There could be no doubt but that some of the strokes administered would leave blue weals, though Zekle did not get many. Four or five fell upon his back and sides, however, before he got out of the door; and he was just turning to shake his fist and vow vengeance when a tremendous lash curled round him, inflicting so much pain that he uttered a loud yell and ran as hard as he could to a safe distance, where he turned once to shout, “Yah, coward!” and then disappeared.
“Coward!” said Harry bitterly. “Well, people say I am. Don’t be frightened, dear,” he continued as his mother entered the room in haste.
“But I am, my dear,” she cried excitedly. “What does all this mean?”
“I only used the dog-whip to a scoundrel—that’s all,” he said, with a reassuring smile; and as soon as he had pacified her he went outside to walk up and down and think about his late escape.
“No,” he said at last after a long thought, during which he had gone well over his adventures that evening; “I will not believe that a man could be such a wretch.”
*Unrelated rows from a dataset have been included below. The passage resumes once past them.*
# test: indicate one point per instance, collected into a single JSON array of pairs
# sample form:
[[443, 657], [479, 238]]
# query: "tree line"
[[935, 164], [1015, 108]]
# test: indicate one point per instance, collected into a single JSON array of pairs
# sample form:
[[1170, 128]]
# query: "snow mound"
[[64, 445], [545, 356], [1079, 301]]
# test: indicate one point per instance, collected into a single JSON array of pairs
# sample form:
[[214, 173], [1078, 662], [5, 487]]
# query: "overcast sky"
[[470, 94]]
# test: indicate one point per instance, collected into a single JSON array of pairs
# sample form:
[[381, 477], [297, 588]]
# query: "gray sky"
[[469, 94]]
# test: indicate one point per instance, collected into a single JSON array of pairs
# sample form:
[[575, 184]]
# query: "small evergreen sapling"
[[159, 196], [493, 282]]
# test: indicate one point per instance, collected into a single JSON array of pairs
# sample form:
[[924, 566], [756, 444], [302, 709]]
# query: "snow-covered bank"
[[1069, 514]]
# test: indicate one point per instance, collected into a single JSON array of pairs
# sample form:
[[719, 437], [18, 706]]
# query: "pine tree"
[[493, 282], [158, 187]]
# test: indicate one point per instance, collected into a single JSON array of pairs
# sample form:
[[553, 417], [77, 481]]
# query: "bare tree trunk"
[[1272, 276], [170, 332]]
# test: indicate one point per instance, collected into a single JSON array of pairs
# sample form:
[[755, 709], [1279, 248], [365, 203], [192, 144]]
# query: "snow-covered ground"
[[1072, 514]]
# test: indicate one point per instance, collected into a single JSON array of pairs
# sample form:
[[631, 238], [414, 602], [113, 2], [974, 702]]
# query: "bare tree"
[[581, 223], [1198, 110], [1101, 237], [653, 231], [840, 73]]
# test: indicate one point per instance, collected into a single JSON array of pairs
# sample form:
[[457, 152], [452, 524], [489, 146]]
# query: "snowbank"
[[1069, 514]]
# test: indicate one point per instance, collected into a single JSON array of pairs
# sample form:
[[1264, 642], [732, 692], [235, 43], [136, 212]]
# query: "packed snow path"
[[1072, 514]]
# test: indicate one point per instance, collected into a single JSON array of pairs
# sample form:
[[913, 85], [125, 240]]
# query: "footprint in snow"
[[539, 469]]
He felt better after this and went in; but that night the excitement of the adventure and the effects of his immersion were sufficient to keep him awake hour after hour, while when he dropped off into an uneasy slumber it was for his mind to be haunted by dreams in which he was being dragged down into the depths of the sea by a strange monster that clung to his limbs and writhed about him, making him shudder as he felt the chilling embrace.
Again and again he awoke and tried to shake off the unpleasant sensation, but no sooner did he drop off to sleep again than the horrible dream came back, gathering in intensity as the time wore on.
Then came a variation. Mark Penelly was the creature that was trying to drown him; and as he dragged him down and down, lower and lower, into the depths, he kept telling him that it was because he was such a terrible coward, but that if he would dive off Carn Du into a ninth wave he would let him live.
This went on till it grew unbearable, so, leaping out of bed, Harry went to the window, drew up the blind, and threw open the casement, to lean out and gaze at the grey sea, that looked so dark in the early dawn of morning.